I hope, within the next several years, we’ll get a look at the bigger picture behind Balan Wonderworld’s failure. A lot has been said about this subject already, but it’s all incredibly surface-level and based primarily on hearsay.
Naka’s criminal indictments mean that people already seem poised to blame him for literally everything that went wrong* but I feel that Square-Enix themselves, as overseers, deserve some shit as well: if they saw that the game was testing poorly and needed more time in the oven, they should have stepped in and delayed it. There’s a lot more at play here and I want to hear about it, because it takes plenty of cooks for a clusterfuck of Balan’s magnitude.
Also worth examining is how, despite everything, there’s a happy little fandom out there for the game and the world it made. Balan did resonate with some people in a big way, and looking at why is another deep dive worth taking.
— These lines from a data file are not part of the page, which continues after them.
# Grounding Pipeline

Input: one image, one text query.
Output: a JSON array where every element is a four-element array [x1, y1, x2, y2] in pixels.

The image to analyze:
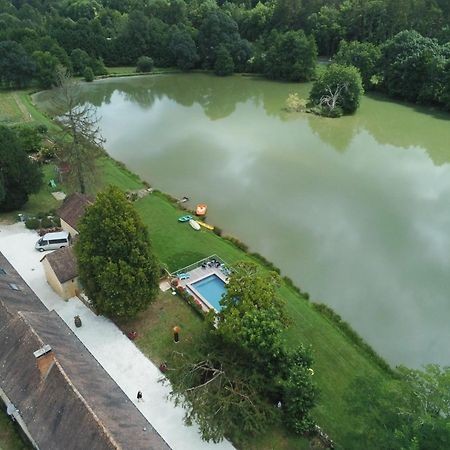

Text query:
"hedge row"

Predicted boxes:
[[312, 303, 397, 376]]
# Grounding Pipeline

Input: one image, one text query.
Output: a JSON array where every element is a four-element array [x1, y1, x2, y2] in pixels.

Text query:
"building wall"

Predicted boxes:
[[61, 219, 78, 238], [42, 258, 81, 300]]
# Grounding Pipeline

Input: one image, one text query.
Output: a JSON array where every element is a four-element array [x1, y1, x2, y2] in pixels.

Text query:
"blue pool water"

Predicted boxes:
[[192, 275, 226, 311]]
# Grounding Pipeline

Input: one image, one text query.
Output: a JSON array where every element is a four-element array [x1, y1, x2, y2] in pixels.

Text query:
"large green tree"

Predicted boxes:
[[0, 125, 42, 211], [214, 45, 234, 76], [54, 70, 104, 193], [168, 26, 199, 70], [0, 41, 35, 87], [333, 41, 381, 89], [264, 30, 317, 81], [75, 187, 159, 318]]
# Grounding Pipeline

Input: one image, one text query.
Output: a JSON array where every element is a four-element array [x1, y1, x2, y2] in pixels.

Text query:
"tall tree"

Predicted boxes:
[[54, 70, 104, 193], [265, 30, 317, 81], [0, 126, 42, 211], [0, 41, 35, 87], [344, 364, 450, 450], [75, 186, 159, 318], [309, 64, 364, 117]]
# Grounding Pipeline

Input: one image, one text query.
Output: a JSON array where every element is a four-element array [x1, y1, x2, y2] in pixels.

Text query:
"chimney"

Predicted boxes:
[[33, 344, 55, 378]]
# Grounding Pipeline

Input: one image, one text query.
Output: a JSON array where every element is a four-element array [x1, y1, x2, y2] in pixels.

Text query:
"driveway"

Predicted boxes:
[[0, 223, 234, 450]]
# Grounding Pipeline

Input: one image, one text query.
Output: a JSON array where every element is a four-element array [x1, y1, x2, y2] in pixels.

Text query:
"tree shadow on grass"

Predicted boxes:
[[167, 250, 209, 272]]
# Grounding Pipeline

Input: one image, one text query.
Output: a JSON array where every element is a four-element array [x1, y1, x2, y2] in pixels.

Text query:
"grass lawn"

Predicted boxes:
[[135, 193, 386, 449], [0, 408, 31, 450], [0, 91, 24, 124], [0, 89, 387, 450]]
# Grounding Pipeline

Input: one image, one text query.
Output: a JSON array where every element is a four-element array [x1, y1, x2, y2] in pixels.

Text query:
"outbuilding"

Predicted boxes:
[[41, 247, 81, 300], [57, 192, 92, 238]]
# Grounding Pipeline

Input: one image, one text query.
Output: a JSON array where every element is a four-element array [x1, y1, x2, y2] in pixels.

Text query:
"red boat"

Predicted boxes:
[[195, 203, 208, 216]]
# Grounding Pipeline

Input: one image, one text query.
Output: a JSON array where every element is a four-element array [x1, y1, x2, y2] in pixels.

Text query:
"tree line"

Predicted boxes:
[[0, 0, 450, 109]]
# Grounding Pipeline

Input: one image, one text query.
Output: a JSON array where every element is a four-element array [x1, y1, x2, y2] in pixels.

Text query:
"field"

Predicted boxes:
[[132, 193, 386, 448], [0, 88, 388, 450]]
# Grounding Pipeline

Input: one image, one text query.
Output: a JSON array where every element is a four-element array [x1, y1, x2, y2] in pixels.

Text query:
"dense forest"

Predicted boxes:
[[0, 0, 450, 109]]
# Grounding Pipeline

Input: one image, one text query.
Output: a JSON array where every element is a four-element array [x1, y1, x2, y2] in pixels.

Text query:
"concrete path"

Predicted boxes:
[[0, 223, 234, 450]]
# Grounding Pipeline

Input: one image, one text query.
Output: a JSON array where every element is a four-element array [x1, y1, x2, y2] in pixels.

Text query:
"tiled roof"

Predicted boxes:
[[57, 192, 92, 230], [41, 247, 78, 283], [0, 253, 170, 450]]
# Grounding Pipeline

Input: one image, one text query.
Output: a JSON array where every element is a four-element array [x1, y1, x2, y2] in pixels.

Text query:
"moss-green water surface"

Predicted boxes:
[[36, 74, 450, 366]]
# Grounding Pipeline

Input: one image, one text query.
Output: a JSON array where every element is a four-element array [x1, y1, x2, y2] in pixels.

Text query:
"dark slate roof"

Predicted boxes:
[[0, 252, 48, 312], [0, 253, 170, 450], [41, 247, 78, 283], [57, 192, 92, 230]]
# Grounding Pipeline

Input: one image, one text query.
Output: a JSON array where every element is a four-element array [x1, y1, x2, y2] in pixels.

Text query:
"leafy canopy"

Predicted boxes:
[[75, 186, 159, 318], [309, 64, 364, 115], [0, 125, 42, 211]]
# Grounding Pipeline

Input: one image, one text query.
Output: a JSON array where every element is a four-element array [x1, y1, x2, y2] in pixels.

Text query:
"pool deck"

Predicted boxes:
[[178, 266, 228, 312]]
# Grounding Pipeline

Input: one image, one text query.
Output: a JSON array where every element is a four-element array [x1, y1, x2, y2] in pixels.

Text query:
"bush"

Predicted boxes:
[[41, 217, 54, 228], [25, 217, 41, 230], [176, 286, 206, 319], [136, 56, 154, 72], [83, 67, 94, 83]]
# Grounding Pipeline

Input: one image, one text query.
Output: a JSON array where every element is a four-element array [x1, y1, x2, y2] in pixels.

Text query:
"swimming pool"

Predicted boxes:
[[191, 274, 226, 311]]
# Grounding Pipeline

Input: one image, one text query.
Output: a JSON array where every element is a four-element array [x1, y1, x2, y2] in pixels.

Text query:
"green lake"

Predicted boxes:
[[36, 74, 450, 367]]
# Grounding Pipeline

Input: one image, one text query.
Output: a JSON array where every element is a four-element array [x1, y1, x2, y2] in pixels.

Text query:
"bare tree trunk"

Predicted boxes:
[[55, 71, 105, 193]]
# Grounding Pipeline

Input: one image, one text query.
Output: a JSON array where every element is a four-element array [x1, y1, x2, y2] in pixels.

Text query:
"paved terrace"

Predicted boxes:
[[0, 223, 234, 450]]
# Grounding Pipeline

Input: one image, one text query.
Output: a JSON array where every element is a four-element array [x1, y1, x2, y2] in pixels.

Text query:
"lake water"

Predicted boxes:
[[37, 74, 450, 367]]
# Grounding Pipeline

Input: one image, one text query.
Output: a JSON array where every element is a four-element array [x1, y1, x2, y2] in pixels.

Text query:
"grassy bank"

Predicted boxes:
[[136, 193, 388, 448], [0, 86, 389, 450], [0, 410, 31, 450]]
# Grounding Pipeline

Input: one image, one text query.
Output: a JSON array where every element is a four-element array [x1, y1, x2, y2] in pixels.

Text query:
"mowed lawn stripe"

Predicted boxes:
[[135, 193, 387, 447]]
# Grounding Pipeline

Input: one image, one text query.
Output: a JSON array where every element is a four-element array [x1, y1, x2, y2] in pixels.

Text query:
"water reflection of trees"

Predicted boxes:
[[74, 74, 310, 120], [37, 74, 450, 163]]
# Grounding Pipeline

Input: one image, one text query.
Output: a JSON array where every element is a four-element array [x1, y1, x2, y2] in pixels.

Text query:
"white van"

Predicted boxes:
[[34, 231, 70, 252]]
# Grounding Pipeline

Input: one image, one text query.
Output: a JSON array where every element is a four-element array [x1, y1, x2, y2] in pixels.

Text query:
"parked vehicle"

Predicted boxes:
[[35, 231, 70, 252]]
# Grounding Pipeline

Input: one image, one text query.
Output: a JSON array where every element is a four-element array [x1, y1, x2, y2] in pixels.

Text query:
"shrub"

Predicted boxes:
[[136, 56, 153, 72], [41, 217, 54, 228], [312, 303, 396, 376], [284, 92, 306, 112], [83, 67, 94, 83], [250, 252, 281, 275], [25, 217, 41, 230], [224, 236, 248, 252]]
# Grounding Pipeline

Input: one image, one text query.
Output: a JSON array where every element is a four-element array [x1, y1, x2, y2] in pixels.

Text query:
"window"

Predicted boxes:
[[48, 239, 67, 244]]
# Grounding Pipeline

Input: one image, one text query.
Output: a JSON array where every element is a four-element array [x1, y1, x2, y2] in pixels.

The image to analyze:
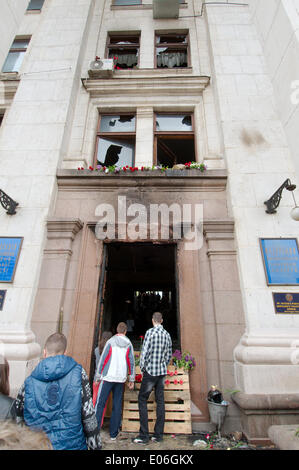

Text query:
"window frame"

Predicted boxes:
[[105, 31, 141, 70], [93, 111, 137, 168], [154, 30, 191, 70], [153, 111, 198, 165], [1, 36, 31, 73]]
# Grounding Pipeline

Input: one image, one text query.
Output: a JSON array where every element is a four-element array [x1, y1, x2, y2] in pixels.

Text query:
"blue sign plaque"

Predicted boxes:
[[273, 292, 299, 315], [0, 290, 6, 310], [0, 237, 23, 282], [260, 238, 299, 285]]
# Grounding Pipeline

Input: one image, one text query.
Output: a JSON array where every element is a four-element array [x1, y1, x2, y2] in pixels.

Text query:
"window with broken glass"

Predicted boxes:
[[107, 34, 140, 69], [95, 114, 136, 167], [154, 114, 196, 168], [155, 33, 189, 68]]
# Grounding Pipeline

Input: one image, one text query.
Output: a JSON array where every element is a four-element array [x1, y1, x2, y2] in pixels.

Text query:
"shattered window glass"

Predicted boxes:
[[156, 114, 192, 132]]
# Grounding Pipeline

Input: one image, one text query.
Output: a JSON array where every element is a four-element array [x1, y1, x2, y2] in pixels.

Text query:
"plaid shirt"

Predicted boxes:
[[140, 325, 172, 376]]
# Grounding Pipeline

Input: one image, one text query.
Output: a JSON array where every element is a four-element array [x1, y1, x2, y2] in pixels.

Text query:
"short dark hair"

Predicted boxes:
[[116, 321, 128, 334], [152, 312, 163, 323], [45, 333, 67, 354]]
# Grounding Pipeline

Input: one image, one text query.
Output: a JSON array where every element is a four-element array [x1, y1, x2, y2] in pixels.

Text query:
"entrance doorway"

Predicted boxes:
[[95, 242, 180, 356]]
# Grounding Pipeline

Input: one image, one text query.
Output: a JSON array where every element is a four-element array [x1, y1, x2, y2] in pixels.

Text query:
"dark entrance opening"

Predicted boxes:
[[95, 243, 180, 350]]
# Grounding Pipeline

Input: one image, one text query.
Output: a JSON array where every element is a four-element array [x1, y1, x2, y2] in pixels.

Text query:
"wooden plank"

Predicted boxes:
[[123, 410, 191, 421], [122, 419, 192, 434], [124, 400, 191, 411], [124, 390, 190, 401]]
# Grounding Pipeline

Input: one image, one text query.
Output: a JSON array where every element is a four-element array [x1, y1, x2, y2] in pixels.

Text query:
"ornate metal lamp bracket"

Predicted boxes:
[[0, 189, 19, 215], [264, 179, 296, 214]]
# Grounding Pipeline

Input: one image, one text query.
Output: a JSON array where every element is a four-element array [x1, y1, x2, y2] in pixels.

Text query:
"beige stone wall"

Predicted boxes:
[[32, 170, 244, 426]]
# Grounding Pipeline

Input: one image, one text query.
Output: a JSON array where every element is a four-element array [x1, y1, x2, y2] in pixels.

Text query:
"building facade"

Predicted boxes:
[[0, 0, 299, 440]]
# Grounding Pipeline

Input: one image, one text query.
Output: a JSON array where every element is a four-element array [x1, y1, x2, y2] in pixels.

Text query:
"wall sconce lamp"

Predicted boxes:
[[264, 179, 299, 221], [0, 189, 19, 215]]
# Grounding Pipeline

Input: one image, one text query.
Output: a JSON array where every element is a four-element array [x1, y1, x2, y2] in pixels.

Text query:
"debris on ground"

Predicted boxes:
[[101, 424, 277, 451]]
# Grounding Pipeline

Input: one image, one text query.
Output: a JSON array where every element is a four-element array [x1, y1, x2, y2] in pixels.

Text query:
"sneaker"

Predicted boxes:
[[132, 436, 148, 444], [151, 436, 163, 442]]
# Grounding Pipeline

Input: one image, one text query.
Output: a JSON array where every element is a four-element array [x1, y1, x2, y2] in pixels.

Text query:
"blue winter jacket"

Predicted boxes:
[[24, 355, 87, 450]]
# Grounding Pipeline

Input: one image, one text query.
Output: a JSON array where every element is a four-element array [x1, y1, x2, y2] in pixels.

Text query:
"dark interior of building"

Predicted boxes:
[[101, 243, 180, 350]]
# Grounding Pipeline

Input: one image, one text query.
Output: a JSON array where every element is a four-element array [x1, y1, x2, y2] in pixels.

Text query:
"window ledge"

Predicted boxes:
[[56, 169, 227, 188], [82, 69, 210, 97], [0, 72, 20, 104]]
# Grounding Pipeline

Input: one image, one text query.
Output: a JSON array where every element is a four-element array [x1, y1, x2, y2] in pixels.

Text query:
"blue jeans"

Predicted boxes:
[[138, 371, 165, 439], [96, 381, 124, 437]]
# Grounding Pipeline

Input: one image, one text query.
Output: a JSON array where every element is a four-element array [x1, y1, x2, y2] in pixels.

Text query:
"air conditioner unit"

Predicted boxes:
[[153, 0, 180, 19], [88, 59, 114, 77]]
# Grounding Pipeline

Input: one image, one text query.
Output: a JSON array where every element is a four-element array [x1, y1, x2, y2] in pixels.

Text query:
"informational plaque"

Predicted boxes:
[[260, 238, 299, 286], [0, 237, 23, 282], [273, 292, 299, 315], [0, 290, 6, 310]]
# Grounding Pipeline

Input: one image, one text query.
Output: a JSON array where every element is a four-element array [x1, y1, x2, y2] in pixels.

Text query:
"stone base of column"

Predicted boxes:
[[232, 392, 299, 445], [0, 330, 41, 397]]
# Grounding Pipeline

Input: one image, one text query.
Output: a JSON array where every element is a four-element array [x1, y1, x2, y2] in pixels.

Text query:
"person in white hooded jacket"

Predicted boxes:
[[95, 322, 135, 440]]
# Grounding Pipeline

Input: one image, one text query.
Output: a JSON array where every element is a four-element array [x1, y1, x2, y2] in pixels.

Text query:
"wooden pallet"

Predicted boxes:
[[122, 366, 192, 434]]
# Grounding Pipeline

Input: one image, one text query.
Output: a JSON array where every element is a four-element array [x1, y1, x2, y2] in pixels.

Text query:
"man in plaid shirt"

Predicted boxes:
[[133, 312, 172, 444]]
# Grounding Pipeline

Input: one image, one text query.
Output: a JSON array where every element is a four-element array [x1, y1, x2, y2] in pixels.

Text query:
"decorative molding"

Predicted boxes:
[[57, 169, 227, 192]]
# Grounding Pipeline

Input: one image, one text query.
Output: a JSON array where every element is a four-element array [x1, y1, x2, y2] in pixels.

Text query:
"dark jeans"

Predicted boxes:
[[96, 381, 124, 437], [138, 371, 165, 439]]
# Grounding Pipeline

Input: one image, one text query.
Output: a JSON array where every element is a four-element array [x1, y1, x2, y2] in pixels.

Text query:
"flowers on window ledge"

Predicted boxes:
[[78, 162, 207, 174]]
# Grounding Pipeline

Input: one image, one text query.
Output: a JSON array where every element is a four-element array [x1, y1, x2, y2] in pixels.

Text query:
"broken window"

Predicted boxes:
[[156, 33, 189, 68], [154, 114, 196, 168], [96, 114, 135, 167], [107, 34, 140, 69]]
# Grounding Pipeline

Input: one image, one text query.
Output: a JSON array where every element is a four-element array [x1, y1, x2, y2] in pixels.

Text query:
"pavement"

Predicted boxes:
[[101, 420, 278, 452]]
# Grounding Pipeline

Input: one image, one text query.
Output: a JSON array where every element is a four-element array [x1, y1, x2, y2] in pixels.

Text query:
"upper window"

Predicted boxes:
[[113, 0, 141, 6], [27, 0, 45, 10], [107, 34, 140, 69], [156, 33, 189, 68], [2, 38, 30, 72], [154, 114, 196, 167], [95, 114, 135, 167]]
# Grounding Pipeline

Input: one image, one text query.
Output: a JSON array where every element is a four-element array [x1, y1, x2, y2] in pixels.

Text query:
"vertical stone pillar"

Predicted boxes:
[[135, 107, 154, 167], [32, 218, 83, 352]]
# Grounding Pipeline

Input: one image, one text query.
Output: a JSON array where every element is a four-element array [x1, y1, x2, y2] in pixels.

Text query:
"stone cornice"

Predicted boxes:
[[57, 170, 227, 191], [82, 73, 210, 97]]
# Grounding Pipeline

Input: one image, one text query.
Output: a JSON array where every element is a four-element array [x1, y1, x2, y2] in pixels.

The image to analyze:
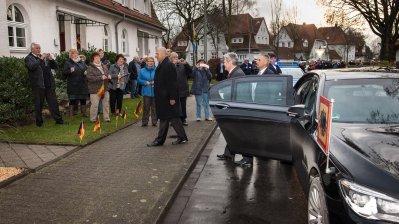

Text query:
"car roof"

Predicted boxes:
[[312, 70, 399, 80]]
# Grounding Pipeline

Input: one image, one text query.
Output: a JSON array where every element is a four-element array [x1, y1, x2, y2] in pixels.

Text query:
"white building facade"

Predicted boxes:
[[0, 0, 165, 60]]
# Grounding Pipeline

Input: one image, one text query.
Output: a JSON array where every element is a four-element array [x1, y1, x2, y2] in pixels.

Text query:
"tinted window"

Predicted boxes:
[[209, 80, 232, 101], [236, 79, 287, 106], [324, 79, 399, 123]]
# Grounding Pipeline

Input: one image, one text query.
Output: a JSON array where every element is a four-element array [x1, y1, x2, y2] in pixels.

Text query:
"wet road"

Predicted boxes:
[[163, 130, 307, 224]]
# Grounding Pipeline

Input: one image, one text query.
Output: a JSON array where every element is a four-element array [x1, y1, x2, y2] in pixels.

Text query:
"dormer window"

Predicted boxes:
[[303, 40, 309, 47]]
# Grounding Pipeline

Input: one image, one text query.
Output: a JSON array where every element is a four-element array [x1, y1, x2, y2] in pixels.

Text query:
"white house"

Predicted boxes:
[[172, 14, 273, 63], [0, 0, 165, 59]]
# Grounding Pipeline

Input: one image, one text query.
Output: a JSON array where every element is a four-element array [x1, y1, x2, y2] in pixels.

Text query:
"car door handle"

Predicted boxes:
[[215, 103, 230, 110]]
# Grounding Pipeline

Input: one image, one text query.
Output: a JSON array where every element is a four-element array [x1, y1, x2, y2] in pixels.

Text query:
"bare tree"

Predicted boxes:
[[319, 0, 399, 60], [269, 0, 298, 57]]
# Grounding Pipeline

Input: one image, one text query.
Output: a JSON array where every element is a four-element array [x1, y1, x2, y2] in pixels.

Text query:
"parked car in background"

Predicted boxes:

- The worst thing about that whole mess is that Sonic X-Treme fans now feel justified in thinking its cancellation was an injustice, instead of saving us from a present day where amateur YouTube analysts discuss it as Sega’s lousy attempt to counter Mario 64
I really don't think there'd be much to uncover—I did a JP press run before and after the game came out and nothing I found gave any indication whatsoever that people were being coerced into making dumb design choices, and Ohshima in particular was very gung-ho about a lot of the elements that received the most immediate criticism. Arzest made yet another middling game; life goes on.